Call her penchant for detail a blessing or a curse — Chinn purchased a microscope to view the minuscule graphite shavings, and found her time into the pieces doubled. 

“I put more detail into it,” she said about the carvings that are as thin as hair. A micro-museum in Spain has taken interest in a few of Chinn’s pieces, and she will soon have pieces for show in Kansas City. 

Qatar was interested, too. Chinn received an email about the Scrap Metal show, and at first, she wasn’t sure the email was authentic.  

“Other artists were contacting me and asking if it was real,” she said. 

Qatar offered to pay for the shipping, airfare, hotel and meals for two weeks. 

“Everyone was questioning. Who does that?” Chinn said. 

She started getting calls at 3:30 a.m., when she was working. 

“I think this is real,” she said she told Whitton. “I took that chance.” 

The chance turned into a two-week venture of 30 international artists. Chinn’s art was on display, and she also spent some time doing workshops. She tweeted and posted continuous updates. Her Camel Head sculpture was popular as were The Saw Lady’s Camel’s on a scrap saw metal path. 

As a send-off of appreciation, the artists were given a plaque. 

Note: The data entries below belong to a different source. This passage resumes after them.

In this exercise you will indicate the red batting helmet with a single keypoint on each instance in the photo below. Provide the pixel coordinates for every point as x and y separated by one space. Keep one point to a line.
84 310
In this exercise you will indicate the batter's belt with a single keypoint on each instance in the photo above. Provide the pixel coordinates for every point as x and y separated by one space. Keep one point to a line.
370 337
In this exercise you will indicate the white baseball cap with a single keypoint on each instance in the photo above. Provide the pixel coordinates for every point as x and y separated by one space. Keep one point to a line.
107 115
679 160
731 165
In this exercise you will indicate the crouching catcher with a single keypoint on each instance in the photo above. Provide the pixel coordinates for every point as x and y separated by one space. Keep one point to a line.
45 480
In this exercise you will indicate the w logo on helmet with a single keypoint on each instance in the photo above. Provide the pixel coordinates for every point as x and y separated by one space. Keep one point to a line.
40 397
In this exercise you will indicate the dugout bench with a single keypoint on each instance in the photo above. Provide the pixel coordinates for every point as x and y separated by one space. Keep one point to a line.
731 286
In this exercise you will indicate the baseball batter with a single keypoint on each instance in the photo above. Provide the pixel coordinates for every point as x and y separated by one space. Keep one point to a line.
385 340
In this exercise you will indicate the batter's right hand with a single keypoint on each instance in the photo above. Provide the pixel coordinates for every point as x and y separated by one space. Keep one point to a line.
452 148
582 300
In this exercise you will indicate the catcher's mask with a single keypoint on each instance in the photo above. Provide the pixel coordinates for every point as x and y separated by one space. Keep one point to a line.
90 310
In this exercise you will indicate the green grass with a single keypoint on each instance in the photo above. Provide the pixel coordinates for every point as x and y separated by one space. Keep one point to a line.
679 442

 She and Whitton made the trek from the hotel to the domes several times a day.  

“Most people stayed the whole time,” she said. Whitton counted the steps from the hotel to the show. 

“235,” he said. “I was curious.”

Whitton has been shooting since the 1960s and he captured the exhibition in Qatar mostly in candids. 

These days, Whitton gravitates toward events. 

“I love people and trying to capture the feel of an event,” he said. 

His photos in the gallery are meant to draw the local audience with rural scenes, but his interest is vast — nature and landscapes to portraits and shallow depths.

He and Chinn have had some shows together, but he finds himself shooting Chinn’s artwork keeps him busy.

From the looks of it, Chinn is occupied with any medium she can get her hands on. She indicated interest in the Her Flag project, a nationwide venture for Marilyn Artus, who started the project to commemorate what the Suffrage Movement brought: the 19th Amendment. 

Who better to make the flags than women, but Chinn was careful to include Erasmus Correll, a Nebraska state senator, and one of Hebron’s fathers. Correll was president of the American Woman’s Suffrage Association and wrote energetic editorials on the topic in his publication, Western Woman’s Journal

Chinn used digital for the flag that also had Correll’s wife, Lucy, and Willa Cather, along with other authors. She focused on the eyes of her subjects through old photographs. 

“We could see into their souls as they look after our future,” she said.  

And while Her Flag is now cast forever in local history, Chinn has moved to another medium. She is working on a five-foot painted glass project with 3D effects, that tells yet another story of a great-grandmother who was two years old when she saw President Abraham Lincoln in a parade.

Chinn’s art Journey is a story By Appointment Only, that won’t have ending anytime soon.